Christmas Messes

This is a photo of a pile of dirt. But not just any dirt, this is the dirt that accumulated in my kitchen/dining area in just 4 short days since I had last swiffered. It's remarkable, really.

God has apparently found humor in using cleaning to speak to me as of late... whether a dishcloth or a pile of dirt, some of my most introspective moments have occurred whilst cleaning. I'm beginning to think He has an underlying message he's attempting to get across (cleanliness is next to godliness, maybe?).

Anyway, I was grumbling at the messy state of my house, appalled at the amount of dirt that had shown up in just a few short days, when I realized something...there was a lot of joy to be found within this mess. Sprinkles from baking cookies with the kids, needles from our Christmas tree, leaves drug in from visiting family. Things I cherish dearly.

This Christmas season has felt different than others. So many hurting people - from school shootings, and lost loved ones to hurting marriages, financial difficulties and illness, there is so much pain to be found. At times it feels difficult to feel festive in the midst of the sadness around us. But I am coming to the realization that maybe that's the point. The Joy in the midst of the messes is where Christ can truly be found. He is, after all, our Emmanuel. He's our God with us. How often do we take that for granted?

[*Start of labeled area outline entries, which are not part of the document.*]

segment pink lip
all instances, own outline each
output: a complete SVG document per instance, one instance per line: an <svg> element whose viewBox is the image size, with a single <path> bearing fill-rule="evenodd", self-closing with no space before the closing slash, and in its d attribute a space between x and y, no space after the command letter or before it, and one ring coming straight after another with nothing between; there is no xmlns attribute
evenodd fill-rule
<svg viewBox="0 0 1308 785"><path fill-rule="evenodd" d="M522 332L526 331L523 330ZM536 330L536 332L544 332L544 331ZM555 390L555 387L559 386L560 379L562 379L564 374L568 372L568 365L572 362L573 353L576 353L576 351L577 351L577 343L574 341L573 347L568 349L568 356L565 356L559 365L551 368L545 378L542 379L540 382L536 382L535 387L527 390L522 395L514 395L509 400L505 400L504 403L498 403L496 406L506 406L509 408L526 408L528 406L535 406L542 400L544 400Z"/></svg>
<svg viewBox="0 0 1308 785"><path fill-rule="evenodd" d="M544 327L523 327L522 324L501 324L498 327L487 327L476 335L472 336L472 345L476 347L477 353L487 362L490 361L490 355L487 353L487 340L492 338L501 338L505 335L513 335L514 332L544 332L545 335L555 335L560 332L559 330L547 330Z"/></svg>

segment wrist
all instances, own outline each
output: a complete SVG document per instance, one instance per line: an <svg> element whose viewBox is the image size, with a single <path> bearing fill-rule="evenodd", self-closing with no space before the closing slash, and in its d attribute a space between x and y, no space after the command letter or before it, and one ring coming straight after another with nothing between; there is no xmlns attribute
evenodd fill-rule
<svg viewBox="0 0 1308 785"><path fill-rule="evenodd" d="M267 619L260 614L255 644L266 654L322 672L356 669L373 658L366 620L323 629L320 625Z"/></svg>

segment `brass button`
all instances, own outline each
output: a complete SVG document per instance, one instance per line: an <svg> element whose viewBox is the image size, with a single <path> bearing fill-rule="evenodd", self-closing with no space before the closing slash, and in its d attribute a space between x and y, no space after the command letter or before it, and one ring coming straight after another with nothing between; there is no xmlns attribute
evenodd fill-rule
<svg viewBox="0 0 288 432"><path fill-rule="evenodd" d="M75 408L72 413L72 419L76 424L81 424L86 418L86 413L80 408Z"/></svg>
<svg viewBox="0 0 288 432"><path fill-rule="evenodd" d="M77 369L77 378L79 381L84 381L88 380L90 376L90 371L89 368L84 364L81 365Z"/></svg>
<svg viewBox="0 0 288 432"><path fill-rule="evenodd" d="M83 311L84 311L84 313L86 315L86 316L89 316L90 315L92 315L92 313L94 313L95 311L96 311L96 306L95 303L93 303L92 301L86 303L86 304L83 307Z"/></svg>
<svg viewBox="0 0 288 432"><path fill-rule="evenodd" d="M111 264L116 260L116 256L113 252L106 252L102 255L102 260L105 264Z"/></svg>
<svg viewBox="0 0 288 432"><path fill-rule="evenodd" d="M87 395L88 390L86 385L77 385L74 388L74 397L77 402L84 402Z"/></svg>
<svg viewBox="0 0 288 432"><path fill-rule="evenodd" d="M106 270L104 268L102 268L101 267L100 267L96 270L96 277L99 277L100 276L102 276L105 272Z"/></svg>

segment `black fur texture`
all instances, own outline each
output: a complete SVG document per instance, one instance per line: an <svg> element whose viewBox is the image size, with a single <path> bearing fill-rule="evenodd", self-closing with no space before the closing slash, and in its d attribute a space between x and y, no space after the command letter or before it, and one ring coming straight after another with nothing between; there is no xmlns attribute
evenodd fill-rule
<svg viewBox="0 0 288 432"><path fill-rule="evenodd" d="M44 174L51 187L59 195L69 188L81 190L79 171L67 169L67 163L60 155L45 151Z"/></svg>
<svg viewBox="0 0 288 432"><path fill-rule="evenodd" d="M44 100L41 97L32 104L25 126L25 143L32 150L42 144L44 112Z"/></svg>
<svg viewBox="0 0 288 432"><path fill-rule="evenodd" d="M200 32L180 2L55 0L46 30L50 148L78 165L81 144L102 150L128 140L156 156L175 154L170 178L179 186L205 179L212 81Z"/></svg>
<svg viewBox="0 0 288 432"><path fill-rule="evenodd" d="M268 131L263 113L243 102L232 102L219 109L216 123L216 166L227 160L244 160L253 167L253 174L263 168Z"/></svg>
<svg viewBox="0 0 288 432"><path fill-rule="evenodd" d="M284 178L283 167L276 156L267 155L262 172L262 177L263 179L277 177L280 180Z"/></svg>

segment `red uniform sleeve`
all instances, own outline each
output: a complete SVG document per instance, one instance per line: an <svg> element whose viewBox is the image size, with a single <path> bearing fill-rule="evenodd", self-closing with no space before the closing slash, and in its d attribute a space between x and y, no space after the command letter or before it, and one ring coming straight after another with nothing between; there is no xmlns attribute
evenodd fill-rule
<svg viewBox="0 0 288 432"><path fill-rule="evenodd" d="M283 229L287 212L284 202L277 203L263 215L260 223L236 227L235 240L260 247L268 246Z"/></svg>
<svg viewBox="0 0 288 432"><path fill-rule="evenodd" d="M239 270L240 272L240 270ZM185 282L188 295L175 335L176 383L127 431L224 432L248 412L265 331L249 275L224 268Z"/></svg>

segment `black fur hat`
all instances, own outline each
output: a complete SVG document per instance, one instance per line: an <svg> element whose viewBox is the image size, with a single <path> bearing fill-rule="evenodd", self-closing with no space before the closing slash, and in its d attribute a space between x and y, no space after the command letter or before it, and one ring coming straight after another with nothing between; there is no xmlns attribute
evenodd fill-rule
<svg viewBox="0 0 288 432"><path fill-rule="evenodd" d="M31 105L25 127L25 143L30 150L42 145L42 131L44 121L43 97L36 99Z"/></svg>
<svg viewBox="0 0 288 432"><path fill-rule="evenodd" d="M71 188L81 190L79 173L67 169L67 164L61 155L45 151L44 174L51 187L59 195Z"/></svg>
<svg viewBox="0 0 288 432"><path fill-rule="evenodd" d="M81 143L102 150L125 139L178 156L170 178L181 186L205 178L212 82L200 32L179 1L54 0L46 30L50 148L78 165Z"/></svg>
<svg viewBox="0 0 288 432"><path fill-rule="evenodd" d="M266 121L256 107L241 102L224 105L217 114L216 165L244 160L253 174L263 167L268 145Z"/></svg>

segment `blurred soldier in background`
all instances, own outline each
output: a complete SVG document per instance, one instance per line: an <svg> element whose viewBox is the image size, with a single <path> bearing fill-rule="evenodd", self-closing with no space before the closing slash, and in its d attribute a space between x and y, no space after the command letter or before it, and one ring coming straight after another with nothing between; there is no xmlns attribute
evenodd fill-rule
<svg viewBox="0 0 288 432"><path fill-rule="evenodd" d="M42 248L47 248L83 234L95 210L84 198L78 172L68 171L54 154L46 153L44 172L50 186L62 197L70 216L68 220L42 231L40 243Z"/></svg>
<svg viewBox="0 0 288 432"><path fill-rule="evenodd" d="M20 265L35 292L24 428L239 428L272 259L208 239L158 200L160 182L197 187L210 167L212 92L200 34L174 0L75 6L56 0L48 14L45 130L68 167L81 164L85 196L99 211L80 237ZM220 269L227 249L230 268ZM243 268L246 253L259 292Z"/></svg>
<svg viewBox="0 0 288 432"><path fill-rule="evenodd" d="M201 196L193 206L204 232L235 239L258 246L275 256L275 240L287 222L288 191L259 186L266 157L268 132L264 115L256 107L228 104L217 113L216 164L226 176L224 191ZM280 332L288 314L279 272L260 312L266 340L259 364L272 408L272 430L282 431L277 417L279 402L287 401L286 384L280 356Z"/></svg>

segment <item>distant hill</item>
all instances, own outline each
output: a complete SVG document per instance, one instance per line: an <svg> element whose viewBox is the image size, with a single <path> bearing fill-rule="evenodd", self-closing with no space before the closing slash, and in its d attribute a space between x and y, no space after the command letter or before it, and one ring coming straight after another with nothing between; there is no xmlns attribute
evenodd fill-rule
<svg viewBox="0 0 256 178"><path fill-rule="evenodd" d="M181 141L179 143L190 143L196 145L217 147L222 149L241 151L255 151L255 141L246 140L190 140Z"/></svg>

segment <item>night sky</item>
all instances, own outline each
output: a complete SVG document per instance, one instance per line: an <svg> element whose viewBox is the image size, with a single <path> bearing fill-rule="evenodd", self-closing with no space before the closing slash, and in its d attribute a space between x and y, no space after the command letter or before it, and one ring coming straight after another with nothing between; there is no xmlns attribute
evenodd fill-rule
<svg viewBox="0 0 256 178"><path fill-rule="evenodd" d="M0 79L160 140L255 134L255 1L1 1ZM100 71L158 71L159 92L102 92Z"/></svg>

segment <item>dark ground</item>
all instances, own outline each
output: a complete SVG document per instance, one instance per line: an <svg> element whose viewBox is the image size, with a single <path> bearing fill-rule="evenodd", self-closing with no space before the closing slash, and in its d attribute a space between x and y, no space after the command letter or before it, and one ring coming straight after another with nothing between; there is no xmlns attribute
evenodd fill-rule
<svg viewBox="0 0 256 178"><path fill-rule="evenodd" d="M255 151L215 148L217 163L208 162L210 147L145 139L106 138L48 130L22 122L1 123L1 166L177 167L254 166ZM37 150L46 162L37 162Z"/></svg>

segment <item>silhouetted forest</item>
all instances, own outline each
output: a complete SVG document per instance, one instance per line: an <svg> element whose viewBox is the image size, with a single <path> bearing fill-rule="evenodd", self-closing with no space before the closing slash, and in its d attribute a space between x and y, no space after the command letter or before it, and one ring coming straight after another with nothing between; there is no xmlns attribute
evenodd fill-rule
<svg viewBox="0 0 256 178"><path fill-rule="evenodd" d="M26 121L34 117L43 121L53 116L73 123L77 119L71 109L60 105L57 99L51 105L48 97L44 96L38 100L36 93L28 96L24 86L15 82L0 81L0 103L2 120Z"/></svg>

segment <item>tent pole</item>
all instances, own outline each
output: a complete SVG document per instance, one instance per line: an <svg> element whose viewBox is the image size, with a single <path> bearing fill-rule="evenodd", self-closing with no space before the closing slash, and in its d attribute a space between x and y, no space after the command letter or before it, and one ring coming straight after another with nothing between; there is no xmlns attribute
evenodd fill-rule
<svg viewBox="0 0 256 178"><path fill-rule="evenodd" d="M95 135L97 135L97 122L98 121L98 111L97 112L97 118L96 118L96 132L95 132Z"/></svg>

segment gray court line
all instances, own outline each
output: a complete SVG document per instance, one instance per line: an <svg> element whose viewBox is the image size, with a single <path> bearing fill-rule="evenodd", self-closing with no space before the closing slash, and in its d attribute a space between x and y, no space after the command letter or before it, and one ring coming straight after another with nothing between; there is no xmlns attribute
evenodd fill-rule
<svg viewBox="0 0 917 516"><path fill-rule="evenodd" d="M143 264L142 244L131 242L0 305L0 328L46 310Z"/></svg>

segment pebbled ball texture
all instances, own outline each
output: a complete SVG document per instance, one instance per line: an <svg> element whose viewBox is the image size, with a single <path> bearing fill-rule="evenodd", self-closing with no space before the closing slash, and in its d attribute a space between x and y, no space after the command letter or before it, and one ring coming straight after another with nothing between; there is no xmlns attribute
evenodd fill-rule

An aspect of the Christmas Story that we often overlook amidst our celebrations is the decree Herod had put forth to kill all the baby boys. I cannot begin to imagine soldiers invading my home and taking my precious Colson from my arms. The amount of grief that permeated the Jewish communities during that time likely superseded even that of the recent tragedy in Connecticut. And yet, Jesus did not come to earth in a mighty form - he came as the most vulnerable - a baby - a baby boy even. This amazes me. From the very beginning, he inserted himself in the midst of the mess of our lives.

This Christmas, my heart's cry is for us to realize who Jesus really is - Our Emmanuel. As if that isn't enough, he is not just with us - because of the cross he is healing us, loving us and pursuing us with a passion strong enough to conquer even death itself! And the good news is that he starts our healing in the midst of the messes. If we look... He is there...there is Joy to be found! And that is reason to celebrate this Christmas!